5. Governor Kathy Hochul

There’s plenty not to like about the Empire State’s accidental empress, starting with the fact that she was never elected governor. And then proceeding to the fact that she seems to have only just discovered that New York is suffering through a crime wave. And then continuing to the fact that she’s supported Manhattan district attorney Alvin Bragg whose policies have abetted said crime wave. Or maybe it’s all just a bad dream? Hochul recently called concerns about crime in Democratic states a “conspiracy” promulgated by “data deniers.” That’ll play well in the suburbs.

4. Senator Dick Blumenthal

Those of us who grew up in the Nutmeg State will recall an old joke about our former attorney general: “The most dangerous place in Connecticut is between Dick Blumenthal and a camera.” The rest of the country will recall how Blumenthal was caught inventing an entire Vietnam service record during his first Senate race in 2010. He’s still a senator, naturally, this being Connecticut and all, and while his GOP challenger Leora Levy seems like a Hail Mary, people of decency and goodwill everywhere should be saying their prayers.

3. Governor Gretchen Whitmer

Perhaps no governor clamped down as hard during Covid as Her Excellency the Queen of Michigan. Acting unilaterally (until the state supreme court reined her in), Whitmer made it illegal to, among other things, visit friends, sell paint, mow grass, and golf. You will not be surprised to learn that both she and her husband were caught violating these rules, with Whitmer photographed last spring schmoozing around a bar table with a pack of socially undistanced and unmasked pals.
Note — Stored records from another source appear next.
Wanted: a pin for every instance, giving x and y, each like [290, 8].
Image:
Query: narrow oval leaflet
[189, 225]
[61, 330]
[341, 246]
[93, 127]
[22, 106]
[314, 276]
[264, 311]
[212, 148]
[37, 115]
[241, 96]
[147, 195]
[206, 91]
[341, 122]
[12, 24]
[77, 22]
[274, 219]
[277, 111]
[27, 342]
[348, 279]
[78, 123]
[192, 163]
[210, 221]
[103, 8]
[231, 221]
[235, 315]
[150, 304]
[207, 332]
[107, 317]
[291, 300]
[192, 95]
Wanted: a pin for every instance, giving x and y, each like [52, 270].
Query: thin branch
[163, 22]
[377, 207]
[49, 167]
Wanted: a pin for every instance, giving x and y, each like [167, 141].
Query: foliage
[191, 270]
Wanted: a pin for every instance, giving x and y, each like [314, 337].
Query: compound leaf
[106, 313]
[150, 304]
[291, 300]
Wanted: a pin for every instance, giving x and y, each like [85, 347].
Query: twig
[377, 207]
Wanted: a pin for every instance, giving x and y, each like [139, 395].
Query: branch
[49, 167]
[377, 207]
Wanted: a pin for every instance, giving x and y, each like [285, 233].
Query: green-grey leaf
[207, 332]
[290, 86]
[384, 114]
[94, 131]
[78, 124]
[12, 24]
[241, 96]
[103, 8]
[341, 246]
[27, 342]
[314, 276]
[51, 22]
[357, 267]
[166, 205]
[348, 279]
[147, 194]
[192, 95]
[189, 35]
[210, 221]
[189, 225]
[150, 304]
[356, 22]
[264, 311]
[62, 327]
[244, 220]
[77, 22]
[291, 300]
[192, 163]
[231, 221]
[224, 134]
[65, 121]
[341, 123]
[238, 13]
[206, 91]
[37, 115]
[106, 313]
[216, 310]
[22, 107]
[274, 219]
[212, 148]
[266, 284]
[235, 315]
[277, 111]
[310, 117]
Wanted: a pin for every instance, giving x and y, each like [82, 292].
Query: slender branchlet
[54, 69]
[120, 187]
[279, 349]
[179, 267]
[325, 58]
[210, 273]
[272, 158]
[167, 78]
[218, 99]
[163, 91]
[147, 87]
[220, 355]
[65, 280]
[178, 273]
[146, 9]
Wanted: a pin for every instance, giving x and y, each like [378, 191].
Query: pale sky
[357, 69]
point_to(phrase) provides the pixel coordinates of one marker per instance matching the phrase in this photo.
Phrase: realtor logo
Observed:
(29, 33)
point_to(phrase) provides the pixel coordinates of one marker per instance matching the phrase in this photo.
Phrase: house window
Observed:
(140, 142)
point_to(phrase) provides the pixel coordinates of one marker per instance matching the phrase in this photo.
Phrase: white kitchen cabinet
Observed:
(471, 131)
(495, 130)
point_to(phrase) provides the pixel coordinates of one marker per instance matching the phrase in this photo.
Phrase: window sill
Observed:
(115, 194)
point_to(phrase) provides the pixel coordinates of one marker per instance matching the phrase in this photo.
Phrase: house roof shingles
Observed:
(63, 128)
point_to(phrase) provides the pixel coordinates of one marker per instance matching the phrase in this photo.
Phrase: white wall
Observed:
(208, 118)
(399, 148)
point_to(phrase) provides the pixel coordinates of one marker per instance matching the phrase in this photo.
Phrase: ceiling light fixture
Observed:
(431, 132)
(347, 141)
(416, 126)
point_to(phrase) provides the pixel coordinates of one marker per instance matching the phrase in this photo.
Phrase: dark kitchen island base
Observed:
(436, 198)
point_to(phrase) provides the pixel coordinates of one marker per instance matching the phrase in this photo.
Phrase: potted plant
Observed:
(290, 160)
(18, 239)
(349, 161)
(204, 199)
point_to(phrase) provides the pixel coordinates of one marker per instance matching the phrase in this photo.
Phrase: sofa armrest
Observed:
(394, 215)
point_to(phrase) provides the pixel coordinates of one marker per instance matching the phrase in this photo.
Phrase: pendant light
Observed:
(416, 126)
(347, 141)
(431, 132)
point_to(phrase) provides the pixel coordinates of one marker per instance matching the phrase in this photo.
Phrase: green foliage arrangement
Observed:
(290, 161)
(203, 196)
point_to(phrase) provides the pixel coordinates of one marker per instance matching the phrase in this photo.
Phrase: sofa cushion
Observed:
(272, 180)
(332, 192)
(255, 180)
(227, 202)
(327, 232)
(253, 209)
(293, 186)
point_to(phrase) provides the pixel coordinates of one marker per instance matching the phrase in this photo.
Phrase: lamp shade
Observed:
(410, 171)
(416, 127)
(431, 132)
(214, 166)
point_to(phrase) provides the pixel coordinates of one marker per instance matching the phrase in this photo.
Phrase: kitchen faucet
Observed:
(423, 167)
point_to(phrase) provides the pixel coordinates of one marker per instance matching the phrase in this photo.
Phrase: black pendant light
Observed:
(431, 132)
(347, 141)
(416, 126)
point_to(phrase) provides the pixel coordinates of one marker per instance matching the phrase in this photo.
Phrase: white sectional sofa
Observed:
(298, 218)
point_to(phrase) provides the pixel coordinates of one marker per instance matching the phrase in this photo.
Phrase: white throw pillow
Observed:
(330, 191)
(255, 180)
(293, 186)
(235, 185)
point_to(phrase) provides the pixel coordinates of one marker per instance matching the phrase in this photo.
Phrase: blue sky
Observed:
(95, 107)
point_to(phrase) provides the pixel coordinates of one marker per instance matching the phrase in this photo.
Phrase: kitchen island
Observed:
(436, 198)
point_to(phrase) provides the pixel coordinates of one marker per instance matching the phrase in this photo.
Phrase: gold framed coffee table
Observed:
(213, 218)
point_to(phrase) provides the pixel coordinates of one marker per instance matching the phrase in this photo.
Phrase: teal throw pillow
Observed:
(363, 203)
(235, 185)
Always follow the science — especially when it leads to half-priced wings until closing.

2. Governor Tina Kotek

Oregon’s very own Miss Congeniality exists in that unenviable space on the Venn diagram between “vicious” and “radical.” The viciousness: she once redistricted a critical fellow Democrat out of his seat while he was on National Guard duty assisting with the state’s Covid response. The radicalism: she presided over the Oregon House of Representatives during Portland’s colic phase, which saw one of America’s most delightfully bohemian cities crippled and trashed by rioters. Now, she’s running for governor, and a tight race shows even left-leaning Oregonians seem to have had enough.

1. Representative Katie Porter

Perhaps no one is as emblematic of the present-day left as Katie Porter. She’s garnered a reputation among very-online progressives for OWNING RIGHT-WING REPUBLICANS WITH FACTS AND DATA, which is to say staging confrontations with public officials and then slapping out-of-context clips on YouTube. This recently came to a head during a congressional hearing when Porter (falsely) accused a gun expert from the Heritage Foundation of lying under oath, and then refused to even allow the expert to respond.

Morons on Twitter cheered the stunt but the rest of us couldn’t help but think: Porter couldn’t have debated that woman if she’d tried. Which she didn’t — that was the whole point. In this, she’s the perfect avatar of the new faux-intelligence; the pathetic, dimwitted, Jon Stewart-forged understanding that real smarts are less about dialogue than dismissing opponents with cheaply staged soundbites. Porter is also known for carrying around a whiteboard, which is a thing college students hang on their doors. Thankfully, she’s far bluer than her purple district in Orange County, and she has a serious challenger this year in Scott Baugh.